Wie halten Sie es denn hausintern etwa mit Twitter, auch einem Trend-Thema dieses Jahres?
Wir beobachten natürlich die Entwicklungen und es gibt sicher den ein oder anderen Fall, in dem man über Twitter eine Information vorab bekommen hätte, wenn man denn den Inhaber des Twitter-Accounts schon gekannt hätte. Das ist ja ein bisschen der Witz dabei: Wenn sich hinterher erst rausstellt, dass da jemand fünf Minuten früher etwas wusste und veröffentlicht hat, es aber so gut wie niemand mitbekam, dann hält sich ja auch der Schaden bzw. Vorteil in Grenzen. Deswegen bin ich mir noch nicht so sicher, was die angebliche Breitenwirkung von Twitter angeht.

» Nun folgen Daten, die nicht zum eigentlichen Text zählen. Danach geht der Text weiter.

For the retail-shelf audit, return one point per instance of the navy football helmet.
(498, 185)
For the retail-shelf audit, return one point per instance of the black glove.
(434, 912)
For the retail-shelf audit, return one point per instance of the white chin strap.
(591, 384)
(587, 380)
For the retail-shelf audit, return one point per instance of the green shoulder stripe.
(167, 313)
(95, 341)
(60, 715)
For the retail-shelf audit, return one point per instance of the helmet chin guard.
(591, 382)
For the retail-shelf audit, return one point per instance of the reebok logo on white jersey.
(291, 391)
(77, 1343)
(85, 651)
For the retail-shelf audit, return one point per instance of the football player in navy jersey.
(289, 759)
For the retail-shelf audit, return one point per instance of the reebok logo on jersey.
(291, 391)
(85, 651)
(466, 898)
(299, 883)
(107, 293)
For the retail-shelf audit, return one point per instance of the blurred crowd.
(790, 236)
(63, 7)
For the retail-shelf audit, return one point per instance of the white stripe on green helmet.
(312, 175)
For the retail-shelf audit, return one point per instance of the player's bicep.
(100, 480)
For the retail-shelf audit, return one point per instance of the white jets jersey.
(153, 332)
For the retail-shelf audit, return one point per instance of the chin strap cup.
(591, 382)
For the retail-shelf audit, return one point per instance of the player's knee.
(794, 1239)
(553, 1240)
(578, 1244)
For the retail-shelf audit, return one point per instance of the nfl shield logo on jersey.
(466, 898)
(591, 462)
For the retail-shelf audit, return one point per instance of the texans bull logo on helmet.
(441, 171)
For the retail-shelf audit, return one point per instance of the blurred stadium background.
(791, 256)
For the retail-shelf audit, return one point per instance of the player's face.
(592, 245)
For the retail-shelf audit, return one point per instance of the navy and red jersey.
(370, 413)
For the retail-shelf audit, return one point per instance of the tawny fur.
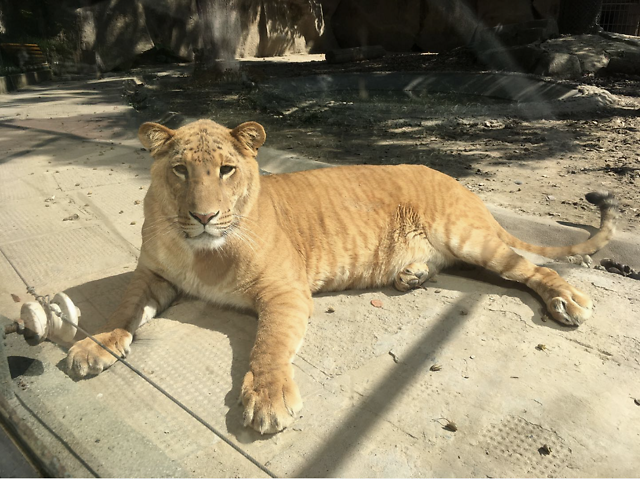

Auch bei der Notwasserung im Hudson im Januar kam das erste Bild zeitlich gesehen zwar von einem Twitter-Nutzer; aber mit einigen Minuten Verzögerung hat die Mehrheit der Menschen von der Notwasserung erfahren, als Lokalsender, Nachrichtenagenturen und Newskanälen wie CNN darüber berichteten. Und die haben aus eigenen Quellen von dem Vorfall erfahren. Deswegen sage ich auch Journalisten bei uns im Haus: Klar kann man Twitter verfolgen, aber wir sollten nicht glauben, dass uns irgendeine Technik die eigene Recherche ersetzt.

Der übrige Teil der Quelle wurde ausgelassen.